Our Insolvency solicitors provide specialist assistance with corporate recovery and turnaround procedures including Company and Partnership Voluntary Arrangements, Voluntary and Compulsory Liquidations and Administrations, advising both office holders and directors. Our expertise also covers director’s disqualification proceedings and defended misfeasance and wrongful trading actions against directors.
Advice to Companies
Whether the company is being pursued by one or more creditors who have served a statutory demand, presented a winding up petition or where there is general creditor pressure, we can advise the company and directors on various formal and informal procedures to alleviate creditor pressure including:
- Informal arrangements with creditors
- Company Voluntary Arrangements
- Voluntary and Compulsory liquidation and Compulsory liquidation
Advice to Directors
Whilst nearly all companies have the benefit of limited liability, the protection for directors and shareholders is often compromised by the giving of personal guarantees and/or granting of security over personal assets to banks, finance companies and sometimes key suppliers. We can assist directors by advising on their potential liability and, as appropriate, by negotiating with the creditor concerned, which may lead to a substantial reduction in the director’s liability. Alternatively we can advise the director on the personal insolvency procedures available to him. If a company is placed into liquidation, the Liquidator is obliged by law to investigate the conduct of the director whilst he was managing the company’s business and if it is found that the director’s conduct falls below what is reasonably expected of him, he may find himself subject to:
- Director’s Disqualification Orders and Undertakings where the director may be prevented from acting as a director of a company in the future
- Wrongful trading where the director may be held liable to pay some, or all, of the debts of the company
- Fraudulent trading where the director may be held liable to pay some, or all of the debts of the company and may face imprisonment for up to seven years
- Misfeasance where the director has breached his fiduciary duties to the company.
- Preference transactions where creditors of the company (including the director) have been preferred by the company to the detriment of other creditors
- Transactions at undervalue where assets of the company have been purchased from the company by the director or his family in the period of two years prior to liquidation
Directors should therefore seek advice as soon as possible to minimise their potential liability.
Advice to Office Holders
Leathes Prior advises many Licensed Insolvency Practitioners, both locally and nationally, who accept appointments as Liquidator, Trustee in Bankruptcy, Supervisor, Administrator or Receiver. The team advises on all aspects and legal problems faced by Insolvency Practitioner. At Leathes Prior we recognise that Office Holders may not be in funds to finance litigation and therefore we are prepared to act on formal or informal conditional fee agreements, with or without the benefit of after-the-event insurance protection.

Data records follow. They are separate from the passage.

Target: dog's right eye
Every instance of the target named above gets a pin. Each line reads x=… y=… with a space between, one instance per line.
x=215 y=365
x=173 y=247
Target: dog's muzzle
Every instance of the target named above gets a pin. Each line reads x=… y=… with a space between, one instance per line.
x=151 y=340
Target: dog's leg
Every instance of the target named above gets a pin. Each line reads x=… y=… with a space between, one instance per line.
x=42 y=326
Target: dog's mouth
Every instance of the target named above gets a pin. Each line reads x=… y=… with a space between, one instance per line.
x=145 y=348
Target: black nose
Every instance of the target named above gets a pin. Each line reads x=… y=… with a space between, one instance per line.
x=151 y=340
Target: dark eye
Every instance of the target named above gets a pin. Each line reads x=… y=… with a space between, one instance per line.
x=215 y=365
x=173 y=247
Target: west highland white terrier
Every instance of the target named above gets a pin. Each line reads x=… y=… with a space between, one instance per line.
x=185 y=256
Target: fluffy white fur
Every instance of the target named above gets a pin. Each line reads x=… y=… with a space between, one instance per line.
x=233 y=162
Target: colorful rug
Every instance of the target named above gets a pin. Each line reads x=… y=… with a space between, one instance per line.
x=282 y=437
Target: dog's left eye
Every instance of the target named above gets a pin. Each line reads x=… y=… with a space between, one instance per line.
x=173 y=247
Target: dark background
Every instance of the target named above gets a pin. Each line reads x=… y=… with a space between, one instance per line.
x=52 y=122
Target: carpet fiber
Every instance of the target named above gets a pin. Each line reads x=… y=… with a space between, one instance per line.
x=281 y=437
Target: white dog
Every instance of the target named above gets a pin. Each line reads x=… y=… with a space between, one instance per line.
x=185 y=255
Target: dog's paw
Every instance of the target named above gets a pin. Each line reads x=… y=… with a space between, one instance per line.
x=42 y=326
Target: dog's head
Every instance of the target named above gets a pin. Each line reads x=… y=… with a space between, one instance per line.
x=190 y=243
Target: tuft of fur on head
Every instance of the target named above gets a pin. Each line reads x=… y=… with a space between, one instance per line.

The team advises on all aspects of personal insolvency including Bankruptcy and Individual Voluntary Arrangements, acting for Trustees in Bankruptcy, Supervisors and individuals with financial difficulties. The team specialises in:
- Advice to debtors
- Advice to trustees in bankruptcy
- Advice to bankrupts
- Bankruptcy offences
- Matrimonial home
- Bankruptcy annulment and termination of bankruptcy
- Debt Relief Orders
- Debt management plans and other informal alternatives of debt relief
The team’s expertise was recently recognised at the ‘Finance Monthly Awards 2015’ as Leathes Prior Solicitors won the ‘Personal Insolvency Firm of the year’ award.